Department of Ecology, Evolution and Organismal Biology, Iowa State University, Ames, IA, 50011, USA.
Virus and Prion Research Unit, National Animal Disease Center, USDA-ARS, Ames, IA, 50010, USA.
BMC Bioinformatics. 2020 Oct 1;21(1):429. doi: 10.1186/s12859-020-03751-8.
PacBio sequencing is an incredibly valuable third-generation DNA sequencing method due to very long read lengths, ability to detect methylated bases, and its real-time sequencing methodology. Yet, hitherto no tool was available for analyzing the quality of, subsampling, and filtering PacBio data.

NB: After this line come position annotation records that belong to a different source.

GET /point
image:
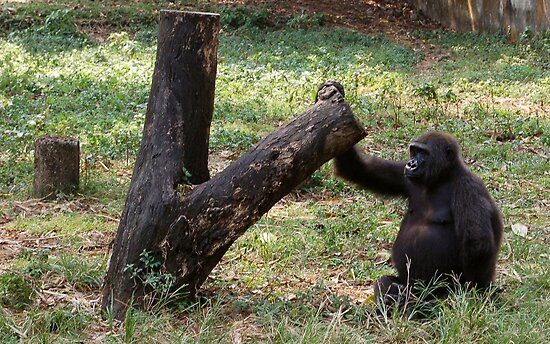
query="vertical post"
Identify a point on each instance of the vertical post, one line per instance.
(174, 146)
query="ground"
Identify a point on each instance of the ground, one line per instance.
(504, 124)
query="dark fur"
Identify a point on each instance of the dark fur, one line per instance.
(452, 224)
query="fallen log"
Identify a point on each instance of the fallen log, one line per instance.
(189, 234)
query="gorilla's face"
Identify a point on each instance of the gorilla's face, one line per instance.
(417, 167)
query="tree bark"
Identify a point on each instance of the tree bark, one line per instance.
(174, 145)
(190, 235)
(56, 165)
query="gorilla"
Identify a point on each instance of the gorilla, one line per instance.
(452, 226)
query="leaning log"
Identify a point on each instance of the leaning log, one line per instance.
(190, 235)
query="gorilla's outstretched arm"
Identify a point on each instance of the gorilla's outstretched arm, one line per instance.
(378, 175)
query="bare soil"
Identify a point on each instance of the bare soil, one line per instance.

Here we present SequelTools, a command-line program containing three tools: Quality Control, Read Subsampling, and Read Filtering. The Quality Control tool quickly processes PacBio Sequel raw sequence data from multiple SMRTcells producing multiple statistics and publication-quality plots describing the quality of the data including N50, read length and count statistics, PSR, and ZOR. The Read Subsampling tool allows the user to subsample reads by one or more of the following criteria: longest subreads per CLR or random CLR selection. The Read Filtering tool provides options for normalizing data by filtering out certain low-quality scraps reads and/or by minimum CLR length. SequelTools is implemented in bash, R, and Python using only standard libraries and packages and is platform independent.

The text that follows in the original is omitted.